The difference between the symbolic and computational approach is in the choice of execution model:

1. Symbolic approach: abstract computation and communication model. Cryptography is part of the model, i.e., its properties are axiomatized rather than defined in terms of simpler notions
2. Computational approach: detailed model of computation / communication. Cryptographic operations are not modeled, but defined within the model in terms of efficient computations, randomness and success probabilities..

These are both reasonable execution models, but at a different level of abstraction. In fact, we can consider even more detailed models than the computational one. As we increase the level of abstraction we find:

1. Physics / EE: atoms, wires, signals, time, power. This details are typically disregarded by moderncryptography, but there are some exceptions. E.g., some cryptanalytic attacks exploit time and power analysis, while time can be used to devise protocols achieving concurrent zero knowledge.
2. Digital circuits: this is basically the model used by the computational approach. Cryptography is defined and studied in terms of circuit implementations, randomness and success probabilities.
3. Symbolic computation: cryptography becomes part of the model, and we abstract away from its implementation details in much the same way the computational approach abstracts from physical layer.

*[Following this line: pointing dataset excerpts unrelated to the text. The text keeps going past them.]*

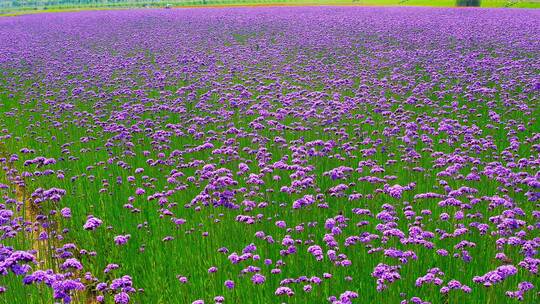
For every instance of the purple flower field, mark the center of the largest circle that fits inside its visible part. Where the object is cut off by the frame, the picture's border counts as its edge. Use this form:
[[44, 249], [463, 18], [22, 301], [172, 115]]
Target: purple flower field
[[270, 155]]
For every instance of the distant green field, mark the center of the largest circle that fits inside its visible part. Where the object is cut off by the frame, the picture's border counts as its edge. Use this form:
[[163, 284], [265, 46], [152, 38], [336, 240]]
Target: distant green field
[[7, 6]]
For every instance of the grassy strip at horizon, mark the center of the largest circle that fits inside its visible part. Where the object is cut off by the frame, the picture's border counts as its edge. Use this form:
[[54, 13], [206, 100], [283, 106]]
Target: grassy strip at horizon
[[14, 10]]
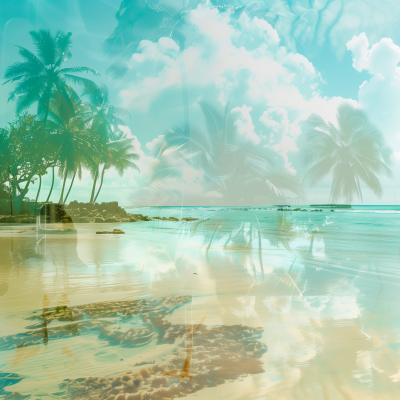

So, which model should be used? Each model has its own advantages and shortcomings:

 Advantages Disadvantages computational model Hish security assurance Provides guidance to design of crypto primitives Allows definition of new crypto primitives Proofs are long and hard Security intuition is easily lost Few cryptographers still write full proofs, and even fewer people read them anyway symbolic model Simpler, higher level proofs (e.g., no probabilities) Potential for automatic proof verification Security holds only against abstract adversaries Unclear assumption about primitives Tailored to specific security properties and classes of protocols

In this course we will cover the following topics:

• Study various methods to formalize the symbolic execution or the process of analyzing security protocols
• State transition systems (e.g., Dolev-Yao)
• Belief logics (e.g., BAN)
• Process algebras (spi-calculus)
• Type systems, etc.
• Get some experience with a selection of tools for the automatic (or computer assisted) analysis of protocols:
• Model checkers (e.g., Murphi)
• General purpose theorem provers (e.g., Isabelle / HOL)
• Specialized systems for security analysis (e.g., Casrul, ProVerif)
• Explore the relation between the computational and symbolic model
• Computational soundness of certain symbolic models, i.e., are symbolic proofs computationally meaningful?
• Completeness issues, i.e., can all true computational statements be proved within a given symbolic model?
• Applications to specific areas (e.g., multicast security, database publishing)

The last part (computational soundness of symbolic models) is a very recent and active area of research, and that's where a solid cryptographic background will be more important. But for the first part of the course, we will put the computational approach temporarily aside, and concentrate on the symbolic model.

The computaitonal and symbolic security models evolved in parallel pretty much at the same time, shortly after the invention of public key cryptography in the 1970's. In order to better understand the symbolic model, we will start by making a jump into the past, and read some old classics. The goal is to understnand how cryptography used to be at the time when both the symbolic and computational security models started evolving.